The unintended benefit of this would be that they will have a better grip on affairs in their SACCO, which is currently mired in all manner of scandalous stories of misappropriation. If it is true that one can only go as far as the quality of their teachers, imagine what we would achieve with financially literate teachers. Needless to say, the same imagination could be extrapolated to every single thing that’s broken around us and needs fixing.

The second aspect – group investments – is a little easier to get around. We already “invest” as groups in weddings, ‘showers’, burials, hospital bills, school fees, and church construction things. So why not transfer the same to ideas where we can make money together?

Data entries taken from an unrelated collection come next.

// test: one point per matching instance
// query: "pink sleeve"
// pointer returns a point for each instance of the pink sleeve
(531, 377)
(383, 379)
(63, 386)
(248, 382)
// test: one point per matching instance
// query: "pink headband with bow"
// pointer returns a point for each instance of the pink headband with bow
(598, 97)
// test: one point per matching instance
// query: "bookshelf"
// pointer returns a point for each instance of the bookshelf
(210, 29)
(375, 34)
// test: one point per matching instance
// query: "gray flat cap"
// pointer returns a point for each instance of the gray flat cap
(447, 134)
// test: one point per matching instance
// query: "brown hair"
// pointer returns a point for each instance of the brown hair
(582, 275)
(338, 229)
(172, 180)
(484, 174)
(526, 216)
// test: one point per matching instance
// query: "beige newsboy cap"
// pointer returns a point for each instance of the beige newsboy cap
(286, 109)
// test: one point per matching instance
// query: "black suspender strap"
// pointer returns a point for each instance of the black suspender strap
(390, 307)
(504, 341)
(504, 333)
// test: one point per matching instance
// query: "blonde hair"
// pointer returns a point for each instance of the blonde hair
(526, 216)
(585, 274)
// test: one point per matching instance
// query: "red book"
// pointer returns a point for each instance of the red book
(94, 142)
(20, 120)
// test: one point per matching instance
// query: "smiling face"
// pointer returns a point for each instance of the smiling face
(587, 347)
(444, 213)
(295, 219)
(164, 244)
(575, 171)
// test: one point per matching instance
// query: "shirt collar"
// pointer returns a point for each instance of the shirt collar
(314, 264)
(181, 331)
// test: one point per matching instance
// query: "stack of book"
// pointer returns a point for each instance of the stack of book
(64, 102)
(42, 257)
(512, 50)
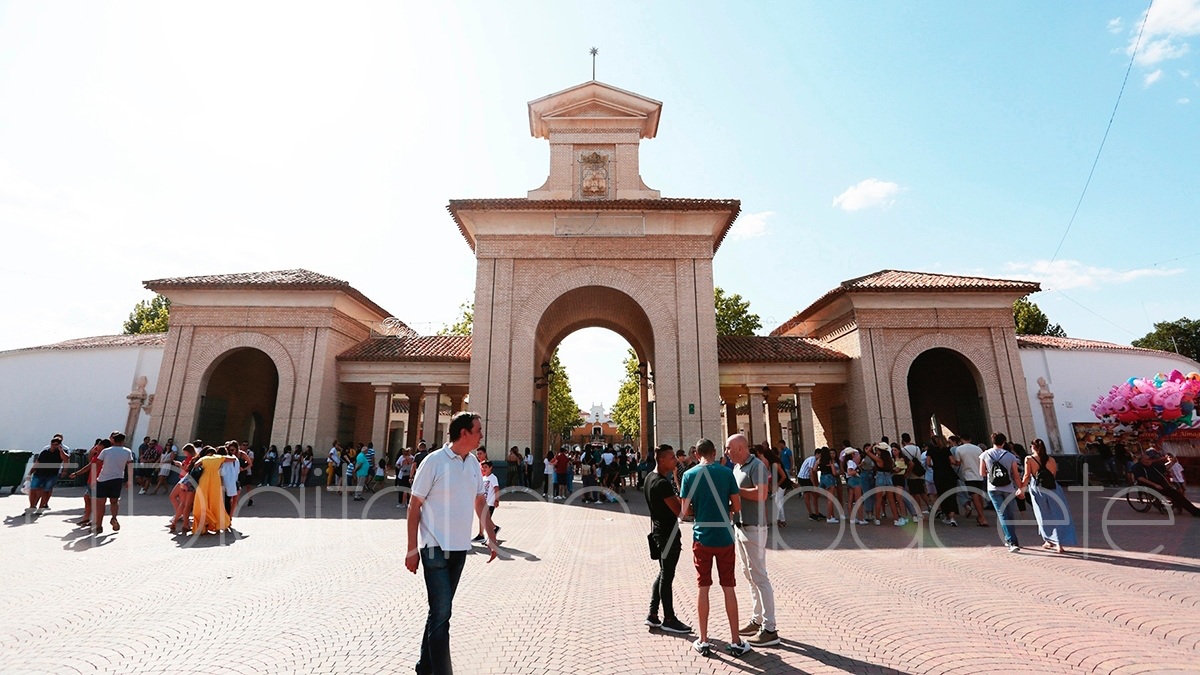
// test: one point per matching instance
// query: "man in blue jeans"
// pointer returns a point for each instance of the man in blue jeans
(999, 466)
(447, 490)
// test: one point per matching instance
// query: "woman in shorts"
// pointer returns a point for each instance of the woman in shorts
(183, 495)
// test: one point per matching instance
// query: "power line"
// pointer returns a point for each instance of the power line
(1095, 314)
(1107, 129)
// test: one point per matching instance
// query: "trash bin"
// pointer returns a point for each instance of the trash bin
(12, 469)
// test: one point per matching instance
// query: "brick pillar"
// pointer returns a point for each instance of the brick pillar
(756, 429)
(804, 414)
(430, 419)
(382, 420)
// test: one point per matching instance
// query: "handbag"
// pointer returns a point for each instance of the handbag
(655, 551)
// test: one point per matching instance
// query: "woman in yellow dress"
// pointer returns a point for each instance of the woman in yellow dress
(208, 509)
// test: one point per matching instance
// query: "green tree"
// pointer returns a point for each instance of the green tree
(733, 315)
(1181, 336)
(149, 316)
(627, 413)
(562, 411)
(1030, 320)
(465, 323)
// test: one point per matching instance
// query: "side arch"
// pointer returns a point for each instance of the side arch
(978, 359)
(202, 365)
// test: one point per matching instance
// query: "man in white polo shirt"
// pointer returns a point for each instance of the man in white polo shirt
(447, 490)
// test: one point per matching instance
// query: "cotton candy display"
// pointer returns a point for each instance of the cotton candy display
(1165, 400)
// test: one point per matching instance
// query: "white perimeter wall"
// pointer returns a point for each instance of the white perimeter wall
(78, 393)
(1078, 377)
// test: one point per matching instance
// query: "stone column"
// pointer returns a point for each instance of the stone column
(731, 414)
(1045, 396)
(382, 419)
(131, 420)
(804, 414)
(414, 419)
(773, 417)
(643, 434)
(756, 429)
(430, 420)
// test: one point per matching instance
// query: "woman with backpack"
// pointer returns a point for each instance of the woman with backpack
(885, 467)
(1049, 502)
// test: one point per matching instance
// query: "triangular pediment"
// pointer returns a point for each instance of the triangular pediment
(594, 108)
(603, 103)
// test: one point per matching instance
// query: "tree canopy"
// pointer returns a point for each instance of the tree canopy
(733, 315)
(1030, 320)
(1181, 336)
(149, 316)
(465, 323)
(562, 411)
(627, 413)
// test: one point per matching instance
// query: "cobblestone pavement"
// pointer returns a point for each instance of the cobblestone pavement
(327, 593)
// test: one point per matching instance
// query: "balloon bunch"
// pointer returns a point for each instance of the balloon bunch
(1167, 400)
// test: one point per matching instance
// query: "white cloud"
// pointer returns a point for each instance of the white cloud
(1169, 23)
(868, 193)
(749, 226)
(1074, 274)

I suspect that the major hindrance is because we are generally conditioned to be coy and uncomfortable in conversations about money. But also, we want to only be accountable to ourselves and not to others – which is what working together demands.

We go to job interviews unprepared for salary expectation questions even when many of us are in our jobs for the paycheck – and vision be damned. Parents and spouses are suspicious of their kin, never escaping the feeling that someone is out to play them.

Isn’t it confounding that families and friends will so easily come together on matters of expenditure, but never really see the importance of the same on incomes? If we want to go the same direction but none of us has enough resources to get there, aren’t there enough legal instruments to protect everyone’s seat on the bus? We’ve got to do better.